You know, there's a little bit of fudging with that, but so be it. Yeah, so that's also good. Like found footage and possession? Well, now we got something. Now we're talking about a horror movie, folks. Then you get to the meat of it. It is the movie, like entertaining and scary and all of that stuff. Performances are amazing. David S. Maltzian is incredible in it. It's got a real look to it.
It definitely shoots for that 70s aesthetic and I think really nails it, both with the look of the film and also the performances and the way that people behave on television, which is, it sounds weirdly specific, but also people weren't like they are on TV now in the 1970s. It was much more of a performance when you came on a talk show and so there's a little bit of that. And so all of that stuff is really, really good.
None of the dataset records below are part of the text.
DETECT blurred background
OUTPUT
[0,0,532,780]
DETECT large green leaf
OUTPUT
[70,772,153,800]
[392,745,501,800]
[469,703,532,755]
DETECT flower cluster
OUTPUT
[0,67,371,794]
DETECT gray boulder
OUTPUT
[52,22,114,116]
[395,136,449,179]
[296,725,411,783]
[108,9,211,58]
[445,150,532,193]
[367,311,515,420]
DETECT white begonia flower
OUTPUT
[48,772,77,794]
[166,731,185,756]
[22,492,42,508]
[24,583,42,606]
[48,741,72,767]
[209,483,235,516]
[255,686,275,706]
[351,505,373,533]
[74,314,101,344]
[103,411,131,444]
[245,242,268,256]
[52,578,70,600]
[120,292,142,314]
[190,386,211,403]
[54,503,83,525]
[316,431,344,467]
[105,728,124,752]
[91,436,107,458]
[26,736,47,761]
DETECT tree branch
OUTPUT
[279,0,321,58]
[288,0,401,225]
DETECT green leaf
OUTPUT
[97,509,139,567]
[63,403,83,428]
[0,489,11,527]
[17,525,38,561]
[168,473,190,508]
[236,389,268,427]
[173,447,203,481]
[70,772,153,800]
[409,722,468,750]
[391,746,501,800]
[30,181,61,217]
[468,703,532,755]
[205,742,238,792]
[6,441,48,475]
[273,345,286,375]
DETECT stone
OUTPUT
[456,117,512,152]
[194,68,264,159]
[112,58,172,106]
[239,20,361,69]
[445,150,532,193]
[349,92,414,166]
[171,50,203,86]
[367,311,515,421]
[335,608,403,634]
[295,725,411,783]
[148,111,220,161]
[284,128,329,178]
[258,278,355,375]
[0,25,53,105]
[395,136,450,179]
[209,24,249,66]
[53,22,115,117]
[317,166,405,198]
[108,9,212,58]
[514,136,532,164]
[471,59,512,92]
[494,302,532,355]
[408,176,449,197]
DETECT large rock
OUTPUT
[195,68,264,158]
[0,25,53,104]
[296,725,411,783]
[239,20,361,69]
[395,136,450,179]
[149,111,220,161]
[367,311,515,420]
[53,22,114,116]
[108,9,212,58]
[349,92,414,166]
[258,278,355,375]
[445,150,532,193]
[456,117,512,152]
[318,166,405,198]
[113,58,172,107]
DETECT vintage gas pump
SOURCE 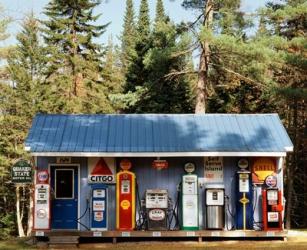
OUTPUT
[145,189,169,230]
[116,160,136,230]
[91,184,108,231]
[236,158,254,230]
[181,163,199,230]
[262,175,283,231]
[33,170,50,230]
[206,184,225,229]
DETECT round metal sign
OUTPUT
[264,175,277,187]
[238,158,248,169]
[119,159,132,170]
[184,162,195,173]
[36,170,49,184]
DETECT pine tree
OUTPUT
[0,11,38,237]
[114,1,191,113]
[121,0,136,74]
[261,0,307,228]
[0,6,18,239]
[43,0,113,113]
[137,0,150,42]
[155,0,166,25]
[124,0,151,96]
[7,14,46,117]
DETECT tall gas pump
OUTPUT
[91,184,108,231]
[236,158,254,230]
[206,184,225,229]
[116,159,136,230]
[181,163,199,230]
[262,175,283,231]
[33,170,50,230]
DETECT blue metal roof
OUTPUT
[25,114,293,153]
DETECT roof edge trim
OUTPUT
[27,152,286,157]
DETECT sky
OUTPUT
[0,0,277,46]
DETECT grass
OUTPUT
[0,237,307,250]
[0,238,36,250]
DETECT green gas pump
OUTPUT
[181,163,199,230]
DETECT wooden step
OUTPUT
[49,236,79,245]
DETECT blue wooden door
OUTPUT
[51,166,78,229]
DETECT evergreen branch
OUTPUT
[171,43,199,58]
[210,63,269,89]
[163,70,198,79]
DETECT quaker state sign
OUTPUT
[11,160,33,183]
I think the biggest problem with it is it never really achieves greatness, even though the premise... Everything that you will see in Late Night with the Devil, you've kind of seen other places. And I think my pal Duncan said the same, that it doesn't really break new ground in the way that Ghostwatch did or going back to the War of the Worlds broadcast, that kind of faux mockumentary style, like Lake Mungo even presents itself as a pretty straight documentary. And this has little bits of that.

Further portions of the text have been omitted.